28. Lastly, the Court notes that the applicant would also have been subject to taxation (see Radanovic, cited above, § 65, and Soltanov and Others, cited above, § 26). Accordingly, the amount to be awarded to the applicant should be further adjusted by deducting the amount of tax that should have been paid, calculated at the annual rate of 14%.
29. Having regard to the foregoing, the Court awards the applicant an amount of EUR 13,200, net of additional taxes, in respect of pecuniary damage.
2. Non-pecuniary damage
30. The applicant claimed EUR 15,000 in respect of non-pecuniary damage.
31. The Government indicated their willingness to accept the applicant’s claim for non-pecuniary damage up to a maximum of EUR 3,000.
32. The Court considers that the applicant must have sustained some non-pecuniary damage as a result of the lengthy non-enforcement of the final judgment in his favour. However, the amount claimed is excessive.
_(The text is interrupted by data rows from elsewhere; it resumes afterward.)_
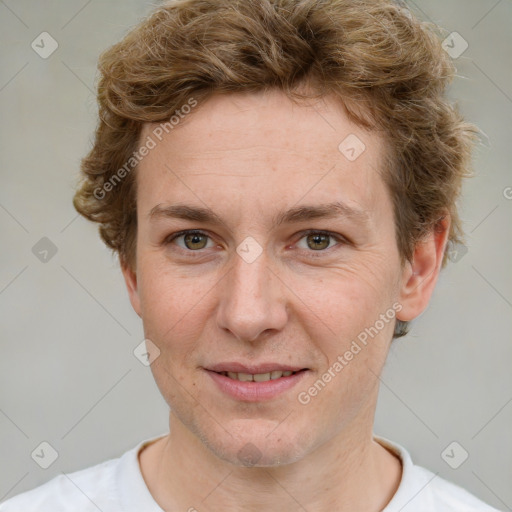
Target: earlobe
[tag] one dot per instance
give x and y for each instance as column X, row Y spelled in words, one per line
column 130, row 278
column 420, row 275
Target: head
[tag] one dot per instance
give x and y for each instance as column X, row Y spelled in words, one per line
column 250, row 116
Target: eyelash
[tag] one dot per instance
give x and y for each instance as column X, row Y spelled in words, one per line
column 341, row 240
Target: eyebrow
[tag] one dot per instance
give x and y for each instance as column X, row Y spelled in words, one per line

Making its assessment on an equitable basis, as required by Article 41 of the Convention, the Court awards EUR 3,600 to the applicant under this head, plus any tax that may be chargeable on this amount.
B. Costs and expenses
33. The applicant also claimed EUR 1,500 for the costs and expenses incurred before the domestic courts and the Court.
34. The Government submitted that the applicant had failed to produce any documents supporting his claims under this head.
35. According to the Court’s case-law, an applicant is entitled to the reimbursement of costs and expenses only in so far as it has been shown that these have been actually and necessarily incurred and are reasonable as to quantum.
36. Having regard to the fact that the applicant failed to produce any supporting documents, the Court dismisses his claims for costs and expenses.
C. Default interest
37. The Court considers it appropriate that the default interest should be based on the marginal lending rate of the European Central Bank, to which should be added three percentage points.
FOR THESE REASONS, THE COURT UNANIMOUSLY
1. Declares the application admissible;
2. Holds that there has been a violation of Article 6 § 1 of the Convention;
3. Holds that there has been a violation of Article 1 of Protocol No. 1 to the Convention;
(a) that the respondent State is to pay the applicant, within the above-mentioned three months, EUR 13,200 (thirteen thousand two hundred euros) in respect of pecuniary damage and EUR 3,600 (three thousand six hundred euros) in respect of non-pecuniary damage, plus any tax that may be chargeable to the applicant, to be converted into New Azerbaijani manats at the rate applicable at the date of settlement;
(b) that from the expiry of the above-mentioned three months until settlement simple interest shall be payable on the above amounts at a rate equal to the marginal lending rate of the European Central Bank during the default period plus three percentage points;
5. Dismisses the remainder of the applicant’s claims for just satisfaction.
Done in English, and notified in writing on 26 June 2012, pursuant to Rule 77 §§ 2 and 3 of the Rules of Court.